Crop of Wisdom Commentary: Judith book cover.

Koosed pens biblical literature volume on Judith

Albright College Professor of Religious Studies, Jennifer L. Koosed, Ph.D., has co-authored a new Judith volume in the Liturgical Press “Wisdom Commentary” series with Robert Paul Seesengood, Ph.D., associate dean of academic affairs and associate professor of Bible and cultures at Drew Theological School.

The 60-volume “Wisdom Commentary” series offers detailed feminist interpretation of every book of the Bible.

Wisdom Commentary: Judith book cover

As biblical literature excluded from Hebrew and Protestant biblical canons, but accepted in the Roman Catholic canon and included in the Septuagint (Greek version of the Hebrew Bible), the book of Judith tells the story of a beautiful Jewish widow who — under the pretense of bringing information that would ensure Assyrian victory — is invited into General Holofernes’ tent and kills him in his drunken sleep. A Jewish victory over the leaderless Assyrian forces followed.

“The striking scene of Judith cutting off Holofernes’s head with his own sword in his own bed has inspired the imaginations of readers for millennia,” writes Koosed. “But there is more to her story than just this climactic act and more to her character than just beauty and violence.”

The new volume offers a comprehensive examination of gender ideologies in the book of Judith, from the hyper-masculine machinations of war and empire to the dynamics of class in Judith’s relationship with her enslaved handmaid.

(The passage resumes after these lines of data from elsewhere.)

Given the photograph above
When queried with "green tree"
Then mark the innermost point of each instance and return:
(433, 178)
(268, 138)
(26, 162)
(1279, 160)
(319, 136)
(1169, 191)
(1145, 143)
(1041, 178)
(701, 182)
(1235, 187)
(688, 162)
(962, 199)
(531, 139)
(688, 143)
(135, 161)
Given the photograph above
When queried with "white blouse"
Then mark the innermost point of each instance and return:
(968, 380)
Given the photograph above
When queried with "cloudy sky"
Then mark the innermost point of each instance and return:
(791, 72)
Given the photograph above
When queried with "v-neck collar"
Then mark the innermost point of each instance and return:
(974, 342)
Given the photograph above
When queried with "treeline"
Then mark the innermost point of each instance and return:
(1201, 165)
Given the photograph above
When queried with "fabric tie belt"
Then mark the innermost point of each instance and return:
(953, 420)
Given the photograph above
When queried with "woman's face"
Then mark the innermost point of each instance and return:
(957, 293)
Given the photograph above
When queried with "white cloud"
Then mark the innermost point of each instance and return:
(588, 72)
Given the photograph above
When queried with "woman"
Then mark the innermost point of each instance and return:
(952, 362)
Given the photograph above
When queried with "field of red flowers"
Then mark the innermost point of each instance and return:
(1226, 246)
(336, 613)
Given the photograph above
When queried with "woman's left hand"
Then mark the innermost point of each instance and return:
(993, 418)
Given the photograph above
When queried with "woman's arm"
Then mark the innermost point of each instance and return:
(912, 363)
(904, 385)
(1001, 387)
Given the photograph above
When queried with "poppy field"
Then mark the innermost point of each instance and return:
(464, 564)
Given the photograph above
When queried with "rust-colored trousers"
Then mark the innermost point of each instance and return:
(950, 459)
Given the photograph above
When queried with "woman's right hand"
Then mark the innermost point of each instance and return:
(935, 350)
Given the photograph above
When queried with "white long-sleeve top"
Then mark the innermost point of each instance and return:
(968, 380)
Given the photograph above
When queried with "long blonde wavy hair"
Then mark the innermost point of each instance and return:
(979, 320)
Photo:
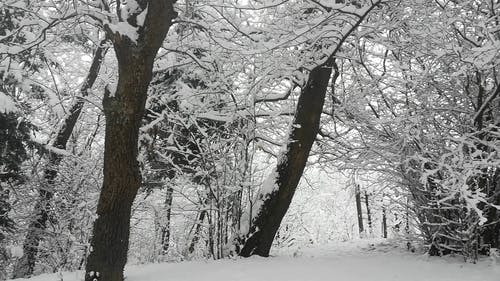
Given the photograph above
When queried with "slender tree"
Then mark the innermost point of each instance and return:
(124, 109)
(25, 265)
(359, 209)
(278, 190)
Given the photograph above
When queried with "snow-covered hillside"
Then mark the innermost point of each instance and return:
(360, 260)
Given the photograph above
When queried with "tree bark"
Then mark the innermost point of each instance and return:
(263, 227)
(25, 265)
(384, 223)
(291, 165)
(124, 112)
(359, 210)
(165, 228)
(368, 212)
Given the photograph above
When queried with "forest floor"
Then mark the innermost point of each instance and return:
(361, 260)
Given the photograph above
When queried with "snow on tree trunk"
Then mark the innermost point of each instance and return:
(358, 209)
(136, 47)
(273, 200)
(277, 192)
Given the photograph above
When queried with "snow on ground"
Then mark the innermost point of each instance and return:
(346, 261)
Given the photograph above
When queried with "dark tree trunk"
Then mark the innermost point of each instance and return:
(124, 112)
(359, 209)
(384, 223)
(291, 166)
(165, 228)
(25, 265)
(196, 236)
(368, 212)
(491, 232)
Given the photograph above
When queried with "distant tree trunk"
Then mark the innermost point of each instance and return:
(124, 111)
(165, 228)
(196, 235)
(290, 165)
(359, 209)
(384, 222)
(491, 233)
(25, 265)
(368, 212)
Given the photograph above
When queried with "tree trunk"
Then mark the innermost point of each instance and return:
(290, 165)
(165, 228)
(368, 212)
(359, 210)
(384, 223)
(124, 112)
(25, 265)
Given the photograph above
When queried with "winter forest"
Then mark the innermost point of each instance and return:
(250, 140)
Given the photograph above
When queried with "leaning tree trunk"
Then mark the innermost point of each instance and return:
(290, 166)
(124, 111)
(359, 209)
(25, 265)
(368, 212)
(276, 198)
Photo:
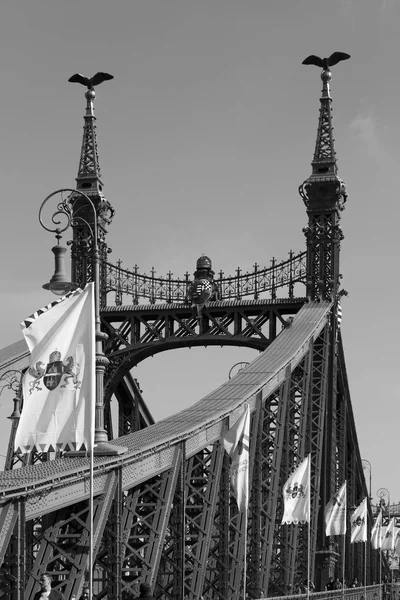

Overall, the new commentary investigates “Judith” through a feminist lens, informed by critical masculinity studies, queer theory and reception criticism.

“Koosed and Seesengood offer the best of what feminist criticism has to offer in this eminently readable commentary on the book of Judith,” said Colleen Conway, Ph.D., chair and professor of religious studies at Seton Hall University. “Masculinity studies, gender theory, and queer theory are all skillfully deployed to illuminate the shifting performances of gender at the center of this book. The result is a nuanced, provocative, and fascinating analysis of the book of Judith. Readers will especially benefit from the authors’ suspicion of easy resolutions for this complex narrative featuring a wealthy, pious, seductive and slave-owning heroine.”

Koosed is the author of several books, including “(Per)mutations of Qohelet: Reading the Body in the Book” (Continuum, 2006); “Gleaning Ruth: A Biblical Heroine and Her Afterlives” (University of South Carolina, 2011); and “Reading the Bible as a Feminist” (Brill, 2017). She is also the editor of several works, including “The Bible and Posthumanism” (SBL Press, 2014) and “Reading with Feeling: Affect Theory and the Bible” (with Fiona C. Black; SBL Press, 2019).

Seesengood is a frequent lecturer and editor, and an author of several essays and monographs, including “Philemon” (Bloomsbury, 2017), “Paul: A Brief History” (Wiley-Blackwell, 2010) and, with Jennifer L. Koosed, “Jesse’s Lineage: The Legendary Lives of David, Jesus and Jesse James” (T & T Clark, 2013).